The Denver Nuggets have finally acquired the help they've been seeking for Nikola Jokic and Jamal Murray in the form of the high-flying Aaron Gordon. The Orlando Magic have decided to tear it down at the deadline this year, a process that included shipping out their longest-tenured player. Gordon asked for a trade and has been on the block for weeks.
Hours ahead of the deadline, the Magic finalized a deal with the Nuggets to send Gordon to Denver. It was not cheap.
Gary Harris is a decent young player but his ability to shoot has declined significantly over the last two seasons due to injury, and he has two years left on his four-year, $84 million deal. The first-round pick will almost certainly be in the 24-30 range, so no big loss for Denver.

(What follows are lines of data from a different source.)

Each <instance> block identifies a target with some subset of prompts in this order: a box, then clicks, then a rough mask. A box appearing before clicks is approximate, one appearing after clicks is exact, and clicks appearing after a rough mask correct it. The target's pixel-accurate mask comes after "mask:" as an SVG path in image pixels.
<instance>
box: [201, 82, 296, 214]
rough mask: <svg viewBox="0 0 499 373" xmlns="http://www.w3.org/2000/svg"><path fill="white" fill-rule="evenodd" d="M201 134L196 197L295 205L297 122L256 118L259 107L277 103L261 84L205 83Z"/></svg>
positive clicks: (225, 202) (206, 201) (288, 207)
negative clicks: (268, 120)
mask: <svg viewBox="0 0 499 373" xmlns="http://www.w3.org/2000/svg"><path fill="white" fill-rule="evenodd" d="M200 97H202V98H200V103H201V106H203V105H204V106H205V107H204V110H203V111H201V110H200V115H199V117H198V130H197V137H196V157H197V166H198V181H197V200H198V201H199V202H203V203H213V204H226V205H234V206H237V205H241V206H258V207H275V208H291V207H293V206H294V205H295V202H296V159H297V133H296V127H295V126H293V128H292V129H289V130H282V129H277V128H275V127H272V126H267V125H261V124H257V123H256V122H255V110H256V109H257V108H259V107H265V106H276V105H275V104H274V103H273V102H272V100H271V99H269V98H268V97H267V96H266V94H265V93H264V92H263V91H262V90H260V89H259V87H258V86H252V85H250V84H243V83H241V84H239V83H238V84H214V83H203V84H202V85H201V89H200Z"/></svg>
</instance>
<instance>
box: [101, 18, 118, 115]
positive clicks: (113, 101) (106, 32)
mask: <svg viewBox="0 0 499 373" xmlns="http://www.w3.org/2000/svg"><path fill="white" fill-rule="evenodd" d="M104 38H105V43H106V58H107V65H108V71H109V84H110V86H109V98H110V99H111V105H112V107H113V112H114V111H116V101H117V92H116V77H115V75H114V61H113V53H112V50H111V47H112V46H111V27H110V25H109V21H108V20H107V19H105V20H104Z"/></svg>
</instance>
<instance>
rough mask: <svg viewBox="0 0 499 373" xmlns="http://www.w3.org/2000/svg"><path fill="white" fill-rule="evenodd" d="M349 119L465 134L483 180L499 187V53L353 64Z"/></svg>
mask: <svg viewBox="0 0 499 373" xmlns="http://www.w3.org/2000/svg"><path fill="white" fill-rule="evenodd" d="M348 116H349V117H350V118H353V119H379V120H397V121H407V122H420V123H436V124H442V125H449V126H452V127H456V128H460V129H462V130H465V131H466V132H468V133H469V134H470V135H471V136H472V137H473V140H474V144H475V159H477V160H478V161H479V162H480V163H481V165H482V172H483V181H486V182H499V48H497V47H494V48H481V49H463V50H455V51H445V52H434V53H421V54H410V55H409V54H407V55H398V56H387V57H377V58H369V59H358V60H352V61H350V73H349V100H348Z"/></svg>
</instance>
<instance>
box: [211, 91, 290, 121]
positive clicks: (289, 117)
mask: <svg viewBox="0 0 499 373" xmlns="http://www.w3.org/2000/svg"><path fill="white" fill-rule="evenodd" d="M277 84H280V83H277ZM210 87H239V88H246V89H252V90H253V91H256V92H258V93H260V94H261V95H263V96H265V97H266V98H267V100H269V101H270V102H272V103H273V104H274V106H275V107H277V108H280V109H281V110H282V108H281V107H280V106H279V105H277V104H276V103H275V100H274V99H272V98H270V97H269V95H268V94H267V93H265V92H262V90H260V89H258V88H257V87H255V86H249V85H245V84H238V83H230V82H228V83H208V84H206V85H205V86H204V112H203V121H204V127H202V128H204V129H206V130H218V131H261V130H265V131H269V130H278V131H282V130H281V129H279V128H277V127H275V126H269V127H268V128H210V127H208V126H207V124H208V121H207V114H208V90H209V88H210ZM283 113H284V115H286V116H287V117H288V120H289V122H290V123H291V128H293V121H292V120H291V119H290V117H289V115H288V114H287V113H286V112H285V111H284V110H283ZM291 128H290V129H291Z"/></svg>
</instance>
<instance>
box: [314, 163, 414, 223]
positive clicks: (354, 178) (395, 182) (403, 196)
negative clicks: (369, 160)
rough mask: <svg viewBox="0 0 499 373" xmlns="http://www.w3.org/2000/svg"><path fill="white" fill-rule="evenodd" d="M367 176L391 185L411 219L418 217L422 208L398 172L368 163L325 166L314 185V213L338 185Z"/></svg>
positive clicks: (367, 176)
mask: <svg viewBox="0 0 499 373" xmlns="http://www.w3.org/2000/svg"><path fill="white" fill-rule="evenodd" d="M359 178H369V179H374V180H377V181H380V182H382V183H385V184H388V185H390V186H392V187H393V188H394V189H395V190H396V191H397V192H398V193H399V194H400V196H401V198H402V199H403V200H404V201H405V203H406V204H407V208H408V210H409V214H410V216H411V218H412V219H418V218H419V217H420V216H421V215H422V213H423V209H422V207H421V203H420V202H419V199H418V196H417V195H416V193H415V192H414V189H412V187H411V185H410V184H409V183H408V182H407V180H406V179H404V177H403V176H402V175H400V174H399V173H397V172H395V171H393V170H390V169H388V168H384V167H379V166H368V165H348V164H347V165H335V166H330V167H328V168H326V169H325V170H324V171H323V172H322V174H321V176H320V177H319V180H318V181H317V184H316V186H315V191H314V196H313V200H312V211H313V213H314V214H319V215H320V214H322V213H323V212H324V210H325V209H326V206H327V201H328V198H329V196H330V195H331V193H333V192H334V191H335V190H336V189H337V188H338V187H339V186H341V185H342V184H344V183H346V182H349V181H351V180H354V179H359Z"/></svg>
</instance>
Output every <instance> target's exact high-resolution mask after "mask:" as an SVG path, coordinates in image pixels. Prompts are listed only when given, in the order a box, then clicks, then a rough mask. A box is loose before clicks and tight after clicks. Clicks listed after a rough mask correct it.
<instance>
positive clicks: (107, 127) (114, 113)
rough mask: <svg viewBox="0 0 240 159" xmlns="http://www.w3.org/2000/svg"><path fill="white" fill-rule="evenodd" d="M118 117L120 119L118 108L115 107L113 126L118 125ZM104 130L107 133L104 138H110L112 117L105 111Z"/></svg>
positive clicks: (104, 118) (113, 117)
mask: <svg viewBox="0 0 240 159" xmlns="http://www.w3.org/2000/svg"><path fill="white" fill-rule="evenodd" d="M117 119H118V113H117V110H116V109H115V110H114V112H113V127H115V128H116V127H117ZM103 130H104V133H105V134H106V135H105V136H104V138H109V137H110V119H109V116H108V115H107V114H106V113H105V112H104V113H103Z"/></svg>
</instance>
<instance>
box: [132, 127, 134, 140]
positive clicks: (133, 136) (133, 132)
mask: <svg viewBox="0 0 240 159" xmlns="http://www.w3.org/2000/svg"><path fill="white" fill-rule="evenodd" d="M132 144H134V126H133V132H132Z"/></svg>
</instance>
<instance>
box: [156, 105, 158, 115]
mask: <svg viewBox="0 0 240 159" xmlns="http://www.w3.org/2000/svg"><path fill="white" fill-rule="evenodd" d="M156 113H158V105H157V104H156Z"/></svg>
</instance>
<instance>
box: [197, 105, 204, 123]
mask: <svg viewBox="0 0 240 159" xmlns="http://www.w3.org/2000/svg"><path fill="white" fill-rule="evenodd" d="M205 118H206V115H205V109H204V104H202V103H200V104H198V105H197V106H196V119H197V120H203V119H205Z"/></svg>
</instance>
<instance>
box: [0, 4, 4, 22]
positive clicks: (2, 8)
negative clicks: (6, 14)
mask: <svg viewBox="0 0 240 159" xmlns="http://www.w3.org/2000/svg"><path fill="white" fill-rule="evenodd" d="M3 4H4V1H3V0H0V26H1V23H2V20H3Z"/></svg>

Giving up R.J. Hampton, though, is tough. He's only 20-years old and was a mid-first round pick in last year's draft. All in all, that's quite a haul.
Gordon is an excellent fit with the Nuggets' offense. He'll finally be able to play power forward, the optimal position for a player of his strengths, after years of getting forced into the small forward position with Orlando's oversized front court. He will thrive off the spacing generated by Jokic and we will see more than a few Jokic-to-Gordon alley-oops in the upcoming months. He's also under contract through this year and the next for a high but not unreasonable sum; Gordon is owed $18 million this year and $16 million next year.
It's a win-now move for Denver, coming off a Western Conference Finals loss to the Lakers. But is Gordon really worth it? He can switch on defense but does not have the reputation of a stopper on that end by any means. He's having the best season of his career from deep, shooting 37 percent on 4.5 attempts per game, but a career 32.5 percent mark from three-point land suggests we should take that half-season improvement with a grain of salt. The Nuggets are trying to take down LeBron James and Anthony Davis, Kawhi Leonard and Paul George. Gordon will help them on both ends of the floor, but will he be enough?
Hampton is an unknown quantity at this point but was a five-star recruit in high school. Nobody really knows what he's got because instead of taking a traditional route to the NBA he went to New Zealand and was a role player for a team filed with grown men trying to win games, not develop a prospect's skillset. It's early to give up on him for Gordon, who will definitely move the needle in the regular season but it's unclear if he'll do the same when the games really matter.
Still, Denver knows they have a championship-caliber player in Jokic and a great sidekick in Murray. Hampton wasn't going to show anything for at least a year, maybe two. They already have a prospect they're actively trying to develop while attempting to win in Michael Porter Jr. It's a move that will pay dividends in the short run. But championship-level dividends? We'll have to see.